Objective: How to observe the effect of icariin on the androgen receptor signaling pathway in prostate cancer orthotopic xenografts in SCID mice?
Method: Did you randomly divide 64 SCID male mice into model groups? Experiment Group A? In groups B and C, the prostate cancer orthotopic tumor model was established by intraprostatic injection of human LNCaP prostate cancer cell line. After the experimental group A, B and C were modeled, I used icariin for 2 weeks. Intragastric administration of 10mg/kg, 40mg/kg, 80mg/kg for 5 weeks, the model group was given normal saline as a control, and the androgen receptor (AR) and tendon homologous chromosome 10 were used by RT PCR. detected. Expression of missing phosphatase genes (phosphatase and tensinhomolog, deletion on chromosome, PTEN), detection of prostate cancer specific antigen (PSA) and phosphorylated AR (p?AR) by Western blot, and detection of LNCaP by flow cytometry Have you detected the cancer cell cycle in the prostate?
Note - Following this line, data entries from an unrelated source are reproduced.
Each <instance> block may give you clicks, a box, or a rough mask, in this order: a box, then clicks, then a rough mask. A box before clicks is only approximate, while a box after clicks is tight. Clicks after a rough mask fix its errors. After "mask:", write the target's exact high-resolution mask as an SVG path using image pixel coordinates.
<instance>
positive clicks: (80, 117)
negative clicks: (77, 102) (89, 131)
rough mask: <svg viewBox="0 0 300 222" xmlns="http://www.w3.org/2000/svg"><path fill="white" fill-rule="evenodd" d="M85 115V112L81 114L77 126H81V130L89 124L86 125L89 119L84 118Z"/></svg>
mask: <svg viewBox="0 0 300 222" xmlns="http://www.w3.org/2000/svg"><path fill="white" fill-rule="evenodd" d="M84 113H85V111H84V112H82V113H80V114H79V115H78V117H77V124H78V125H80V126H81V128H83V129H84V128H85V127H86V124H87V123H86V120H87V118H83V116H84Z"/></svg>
Result: AR? ? AR? In the model group, AR mRNA was highly expressed before and after treatment, and PTEN mRNA was low. The tumor suppression rate in the model group was low. There was no significant difference in tumor volume and tumor volume before and after treatment (P\→0.05). The tumor inhibition rates of groups B and C reached (42.53±5.72)% and (44.81±4.76)% respectively after treatment. Both groups have AR mRNA? Will low expression of pAR and PSA and high expression of PTEN mRNA reduce the ratio of G0/G1 cells? The proportion of S phase cells increases and the growth of tumor cells is blocked in S phase. Compared with the pretreatment group and the model group, is the difference significant (P\u003c0.05)?
Conclusion: Can cannabinoids inhibit AR phosphorylation? Will you increase PTEN expression and prevent the growth of S-stage tumor cells to inhibit the growth of prostate cancer LNCaP cells?